La direction du CIUSSS a aussi avisé le propriétaire de l’Auberge aux Trois Pignons qu’il devrait prendre «les mesures requises pour rencontrer ses obligations», bref pour conserver sa certification.

La ministre Blais a relaté notamment que certains jours, au cours des dernières semaines, il n’y avait plus aucun employé présent en cuisine. «Il n’y avait plus personne à un moment donné pour préparer les repas. Les repas venaient de l’extérieur», a déploré la ministre.

Certains aînés ont donc été privés de repas, d’autres, souffrant de dysphagie (difficulté à avaler) et incapables de se nourrir sans aide, ont cessé de s’alimenter.

En après-midi, le CIUSSS a confirmé la gravité de la situation, rapportant que des employés avaient démissionné et que d’autres s’étaient absentés, entraînant une dégradation des services offerts, qu’il s’agisse des soins physiques, des services alimentaires ou de la buanderie.

Selon la ministre, c’est la première fois qu’une enquête de ce genre est instituée dans une résidence privée pour aînés.

Le caractère indépendant de l’enquête tient au fait qu’elle ne sera pas menée par le CISSS ou le CIUSSS de la Capitale-Nationale, responsables de la supervision de ce type de résidences, mais plutôt par le ministère de la Santé et des Services sociaux, qui chapeaute tout le réseau.

La ministre Blais a dit prendre la situation très au sérieux et a dit vouloir obtenir «des réponses le plus rapidement possible» à toutes les questions soulevées.

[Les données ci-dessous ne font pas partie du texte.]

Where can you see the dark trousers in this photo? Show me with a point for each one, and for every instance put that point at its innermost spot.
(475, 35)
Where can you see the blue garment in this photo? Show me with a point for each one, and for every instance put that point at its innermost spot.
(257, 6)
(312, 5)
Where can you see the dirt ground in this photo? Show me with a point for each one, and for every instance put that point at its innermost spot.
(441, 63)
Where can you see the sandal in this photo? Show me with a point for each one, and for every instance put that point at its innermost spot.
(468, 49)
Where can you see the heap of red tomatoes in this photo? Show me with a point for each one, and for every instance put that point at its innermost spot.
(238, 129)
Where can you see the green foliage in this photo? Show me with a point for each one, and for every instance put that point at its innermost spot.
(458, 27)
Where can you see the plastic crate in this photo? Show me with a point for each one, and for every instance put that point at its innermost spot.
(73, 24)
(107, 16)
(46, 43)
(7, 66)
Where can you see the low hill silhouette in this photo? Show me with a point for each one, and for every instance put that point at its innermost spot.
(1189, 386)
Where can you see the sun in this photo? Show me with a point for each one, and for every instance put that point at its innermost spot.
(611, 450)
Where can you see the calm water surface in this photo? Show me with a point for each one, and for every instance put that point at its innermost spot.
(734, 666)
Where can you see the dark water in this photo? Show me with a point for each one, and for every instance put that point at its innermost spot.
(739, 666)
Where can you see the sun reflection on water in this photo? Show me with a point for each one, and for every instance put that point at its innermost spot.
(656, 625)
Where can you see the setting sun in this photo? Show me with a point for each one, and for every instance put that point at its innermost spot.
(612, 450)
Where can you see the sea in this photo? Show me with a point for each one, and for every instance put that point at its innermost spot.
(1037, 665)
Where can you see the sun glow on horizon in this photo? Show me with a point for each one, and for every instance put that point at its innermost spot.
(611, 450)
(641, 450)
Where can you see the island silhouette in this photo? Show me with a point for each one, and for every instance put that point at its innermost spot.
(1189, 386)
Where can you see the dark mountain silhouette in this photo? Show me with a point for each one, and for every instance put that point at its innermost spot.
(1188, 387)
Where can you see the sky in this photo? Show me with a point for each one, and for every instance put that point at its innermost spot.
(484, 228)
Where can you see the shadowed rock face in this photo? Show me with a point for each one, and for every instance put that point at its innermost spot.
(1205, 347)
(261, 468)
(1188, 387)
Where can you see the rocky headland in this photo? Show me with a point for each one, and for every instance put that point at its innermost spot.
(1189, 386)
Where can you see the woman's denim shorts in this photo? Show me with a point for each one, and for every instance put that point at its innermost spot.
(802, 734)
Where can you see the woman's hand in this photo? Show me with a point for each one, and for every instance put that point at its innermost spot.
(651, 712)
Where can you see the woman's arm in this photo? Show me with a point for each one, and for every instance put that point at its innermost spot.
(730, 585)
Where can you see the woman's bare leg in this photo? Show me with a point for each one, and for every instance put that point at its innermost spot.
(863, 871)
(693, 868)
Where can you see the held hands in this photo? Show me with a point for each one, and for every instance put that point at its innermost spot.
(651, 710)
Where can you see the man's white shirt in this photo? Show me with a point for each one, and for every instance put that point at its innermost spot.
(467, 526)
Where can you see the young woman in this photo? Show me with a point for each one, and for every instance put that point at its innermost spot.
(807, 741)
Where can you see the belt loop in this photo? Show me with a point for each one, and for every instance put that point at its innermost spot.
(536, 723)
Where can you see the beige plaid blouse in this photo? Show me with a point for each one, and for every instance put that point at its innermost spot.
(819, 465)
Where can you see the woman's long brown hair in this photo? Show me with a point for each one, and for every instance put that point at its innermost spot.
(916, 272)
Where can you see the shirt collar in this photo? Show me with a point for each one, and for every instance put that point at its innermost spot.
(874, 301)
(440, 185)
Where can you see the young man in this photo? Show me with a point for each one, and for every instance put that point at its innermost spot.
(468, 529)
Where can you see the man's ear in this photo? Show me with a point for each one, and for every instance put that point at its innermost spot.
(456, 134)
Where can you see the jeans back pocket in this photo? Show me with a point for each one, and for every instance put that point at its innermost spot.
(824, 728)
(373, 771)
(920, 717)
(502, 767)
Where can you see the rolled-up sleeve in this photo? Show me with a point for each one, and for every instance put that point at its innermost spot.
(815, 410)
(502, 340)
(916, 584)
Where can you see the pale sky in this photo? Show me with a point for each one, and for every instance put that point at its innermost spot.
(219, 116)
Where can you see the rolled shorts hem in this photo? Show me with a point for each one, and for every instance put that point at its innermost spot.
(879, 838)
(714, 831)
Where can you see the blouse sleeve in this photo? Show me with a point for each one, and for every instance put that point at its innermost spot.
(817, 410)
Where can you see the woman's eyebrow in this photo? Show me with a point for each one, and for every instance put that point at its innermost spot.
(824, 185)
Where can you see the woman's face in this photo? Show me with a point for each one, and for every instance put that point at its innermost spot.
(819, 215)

Les familles des résidants seront contactées pour les informer de la situation.

De son côté, se disant «consternée» et «estomaquée», l’Association québécoise de défense des droits des personnes retraitées et préretraitées (AQDR) a réclamé la mise en tutelle «immédiate» de l’établissement et l’envoi d’urgence d’une équipe de soins pour assurer des services adéquats aux aînés hébergés dans cet établissement.